A Moro homeland

Finish them off, or give them back their land. Sen. Juan Ponce Enrile may have uttered this sentiment in exasperation over the Arroyo government’s lack of a clear policy on Mindanao.  But he should know Mindanao, having played a key role in the Marcos regime’s handling of its problems.  He also has business interests in the place. What does he really have in mind?

He cannot possibly seriously think that a total war against the Moro rebels can succeed.  Thirty-one years have passed since the Marcos military burned down Jolo, but the resentments generated by that single atrocity continue to simmer to this day.  As the recent events in Sulu have shown, there is no way the military can hunt down and kill remnants of the notorious Abu Sayyaf group without hurting other members of the communities in which they seek refuge.  Most of these rebels are not full-time fighters.  It is not easy to tell a rebel from an ordinary resident.  The possession of firearms is not a distinguishing mark of a rebel because nearly every male adult in this place owns one.
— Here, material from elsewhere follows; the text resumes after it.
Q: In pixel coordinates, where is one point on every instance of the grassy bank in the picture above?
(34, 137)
Moreover, names like “Misuari Breakaway Group”, “Jemaah Islamiyah” and “al-Qaeda”, are labels used by outsiders like the Philippine military and US agents.  Just because the government and foreign forces use them to identify the enemy does not mean that these terms of affiliation have any meaning for the local people.  The “enemy” that the government is pursuing, whether Abu Sayyaf or MNLF-Misuari loyalist, is a human being with a proper name.  He belongs to a family and a kin group.  He is a member of a community; he goes to a mosque and prays among other members of his faith. You cannot kill this enemy, especially one who fights in the name of his people, without making enemies of the rest of his relatives and community.

As important, the Moro people – the Muslims, the Lumad, and indeed Christians who identify with the aspirations of a Bangsa Moro homeland – may be a minority both in relation to the total Mindanao population and the Philippine population.  They may be concentrated in 4 or 5 Muslim-dominated provinces in Mindanao.  But the reality is that they are also now everywhere in the country.

The war and its insidious cousin – land-grabbing – have forced them out of their homeland.  Now they are in Metro Manila, in Baguio, in Central Luzon, and in practically every major urban center of the archipelago.  They sell pearls, pirated DVDs, and smuggled goods. Forced by circumstances unique to displaced people, they inhabit the lower rungs of the informal economy.  Their assimilation into the mainstream is skin-deep; they remain a separate people, steeled by their faith, and bound together by a shared dream to regain their homeland.

That they are currently uprooted from their homeland does not mean they stop being Moros.  The man who sells DVDs in Quiapo or pearls in Greenhills, may be far from the war, but he is not psychologically distant from its horror.  It is naïve to think that he no longer cares what happens in Panamao, Patikul, or Parang.  He may not himself plant a bomb in a bus full of innocent people to express his outrage, but maybe, whether he knows it or not, he is sheltering someone who would. Anyone who thinks it is possible to confine the hostilities to the remote villages of Sulu, and win a decisive victory there, without provoking retaliation elsewhere betrays a cockeyed view of the world.

The new American vocabulary of global anti-terrorism is a paradigm of such a stilted view of reality.  It may give us what seems like an informed way of looking at world events, but it will not shield us from the horrific consequences it creates or makes possible.  When a bomb is dropped on a community in Sulu, we call it a military operation.  But when a bomb is exploded in Metro Manila, we call it a terrorist attack.  That is not the way a Moro militant would view it. Both events, to him, are integral aspects of the same war.

And yet, by calling these isolated attacks on civilian targets the handiwork of the Jemaah Islamiyah, or to elements linked to the alQaeda, we draw attention away from their basic local roots.  We confer upon them a global conspiratorial character they do not possess.  I do not condone terrorism of any kind.  But this semantic arrogance not only blinds us to the real sufferings of people at the receiving end of state aggression, it also induces in us a moral smugness that justifies simplistic solutions to human problems.

But we have earned a minor place in the US-led war on terrorism – a role that compels us to give up a part of our rights as a nation in exchange for military and economic assistance.  We have brought American forces right into the door of the Mindanao conflict, in total violation of the letter and spirit of the 1987 Constitution.

The Mindanao conflict is complex enough as it is without having to locate it in the American world map of global terrorism.  Its roots go back to the unsuccessful wars of pacification under the Spanish and American colonial regimes.  The new Philippine Republic rode on the inertia of these colonial expeditions.  It spread its rule, its settlers and carpetbaggers, all over Mindanao, completely ignoring the ancestral domains of the native peoples and the sovereign rights of the sultanates that had administered these territories since pre-colonial times.

Land is what the Moros lost, and a homeland is what they hope to recover.  Everything else – Misuari, Salamat, the MNLF, the MILF, the Abu Sayyaf – is but a footnote in a just struggle that will never be resolved by war.